Regia di Paolo Sorrentino vedi scheda film
Convinto di essere una specie di "amico di famiglia" dal cuore d'oro, il sessantenne Geremia (uno stratosferico Giacomo Rizzo, qui alla sua prima prova da protagonista) vive con la madre inferma in una topaia a Sabaudia, sull'Agro Pontino. Si mantiene facendo l'usuraio, è laido e incline a ogni bassezza, verboso, tronfio e apostrofa indistintamente tutti con "fratello caro" o "sorella cara". È così avaro da non voler spendere neppure i soldi per un analgesico, sicché se ne va in giro con una bandana che avvolge delle patate, secondo un rimedio popolare contro il mal di testa. Ha (forse) un solo amico (Bentivoglio), un antieroe solitario da film western che vive in una sorta di eremitaggio in un camper. Sarà lui, insieme a una ragazza volitiva (Chiatti), a dargli la lezione che merita, sottraendogli tutti gli averi.
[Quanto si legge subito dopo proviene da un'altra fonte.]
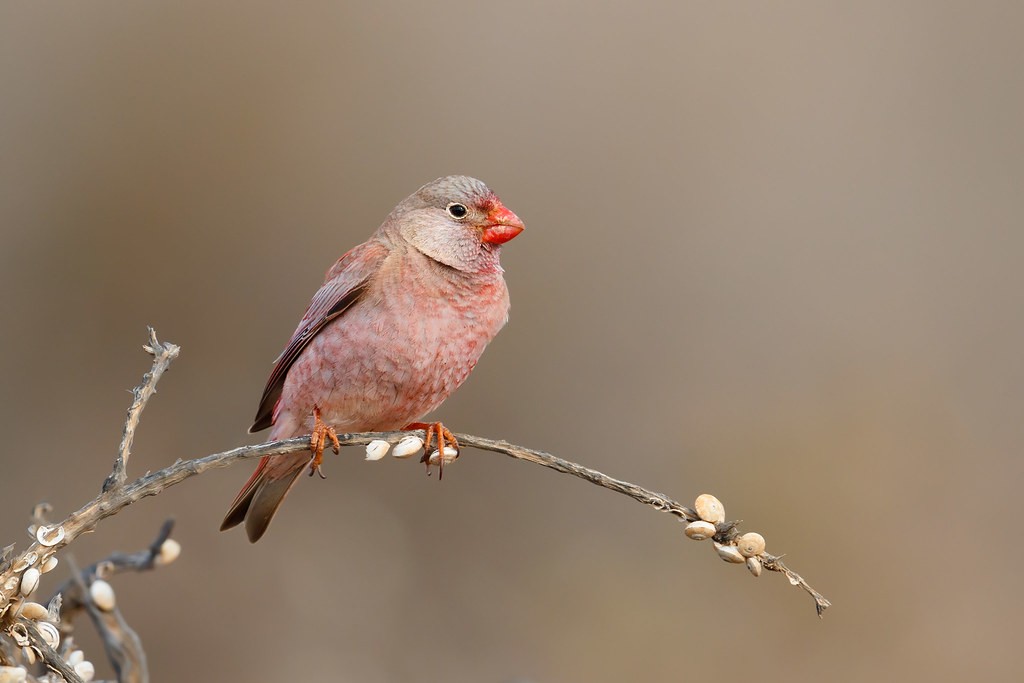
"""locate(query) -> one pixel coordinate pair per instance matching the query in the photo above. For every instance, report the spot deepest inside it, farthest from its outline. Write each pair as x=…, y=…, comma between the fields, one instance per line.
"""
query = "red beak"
x=502, y=225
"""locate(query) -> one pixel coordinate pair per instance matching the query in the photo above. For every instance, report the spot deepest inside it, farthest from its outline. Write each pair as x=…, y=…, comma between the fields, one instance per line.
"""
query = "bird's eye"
x=457, y=211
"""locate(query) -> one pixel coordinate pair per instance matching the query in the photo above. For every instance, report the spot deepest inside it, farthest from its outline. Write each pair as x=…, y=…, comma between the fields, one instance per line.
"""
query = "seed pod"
x=13, y=675
x=710, y=509
x=751, y=545
x=169, y=551
x=30, y=580
x=102, y=595
x=729, y=553
x=85, y=671
x=377, y=450
x=49, y=633
x=34, y=610
x=451, y=455
x=407, y=446
x=700, y=530
x=49, y=536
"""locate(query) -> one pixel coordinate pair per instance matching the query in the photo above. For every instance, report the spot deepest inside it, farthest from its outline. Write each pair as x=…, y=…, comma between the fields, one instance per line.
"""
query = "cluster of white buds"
x=407, y=447
x=377, y=450
x=745, y=549
x=13, y=675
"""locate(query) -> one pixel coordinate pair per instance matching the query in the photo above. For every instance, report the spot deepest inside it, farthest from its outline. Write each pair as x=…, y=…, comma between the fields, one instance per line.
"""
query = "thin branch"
x=105, y=505
x=117, y=494
x=124, y=647
x=76, y=598
x=163, y=354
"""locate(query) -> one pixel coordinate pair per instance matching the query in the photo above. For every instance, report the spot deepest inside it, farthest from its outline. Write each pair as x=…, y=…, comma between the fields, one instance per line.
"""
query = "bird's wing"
x=346, y=282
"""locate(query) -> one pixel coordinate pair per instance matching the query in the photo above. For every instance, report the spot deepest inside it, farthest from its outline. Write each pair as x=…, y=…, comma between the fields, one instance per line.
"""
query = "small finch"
x=397, y=326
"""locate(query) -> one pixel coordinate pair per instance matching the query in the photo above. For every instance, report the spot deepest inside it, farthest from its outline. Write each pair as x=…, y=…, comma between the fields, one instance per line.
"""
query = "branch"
x=162, y=354
x=49, y=656
x=118, y=497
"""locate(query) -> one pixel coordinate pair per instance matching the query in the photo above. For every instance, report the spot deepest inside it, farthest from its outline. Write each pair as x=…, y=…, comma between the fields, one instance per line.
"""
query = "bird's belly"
x=375, y=370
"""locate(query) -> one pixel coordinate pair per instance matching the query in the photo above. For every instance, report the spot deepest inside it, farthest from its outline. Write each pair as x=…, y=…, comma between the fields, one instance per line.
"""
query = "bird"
x=397, y=326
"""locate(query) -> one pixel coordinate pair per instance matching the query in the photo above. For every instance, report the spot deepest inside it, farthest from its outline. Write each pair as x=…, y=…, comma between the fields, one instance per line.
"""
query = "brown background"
x=772, y=252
Fin dalle prime inquadrature Sorrentino - che conferma una particolare attrazione verso i personaggi borderline - squaderna davanti agli occhi dello spettatore tutto il suo talento: Sabaudia viene ritratta da Luca Bigazzi come i quadri di De Chirico e la fantasia del regista spazia intorno all'immaginazione di una metafisica dell'orrore. Ciò che non convince, in questo film sgradevole eppure pieno di fascino, è l'eccesso di stile. Sembra che Sorrentino non abbia fatto che riprendere il suo lavoro precedente - Le conseguenze dell'amore - riscrivendolo in negativo: tanto era laconico il Servillo di quel film, tanto è logorroico Rizzo, che parla sentenziosamente e pontifica su qualsiasi cosa (i dialoghi sono comunque magnifici); in entrambi i film il centro di gravità è il denaro, con la differenza che lì era un mezzo, qui un fine. E poi ci sono la solitudine del protagonista, una storia d'amore impossibile, la bassezza dei tempi in cui viviamo. Gran film, verrebbe da dire, se non fosse che il regista si è fatto prendere la mano da un eccesso di talento e di virtuosismo. I nuovi mostri sono qui. Vengano signori.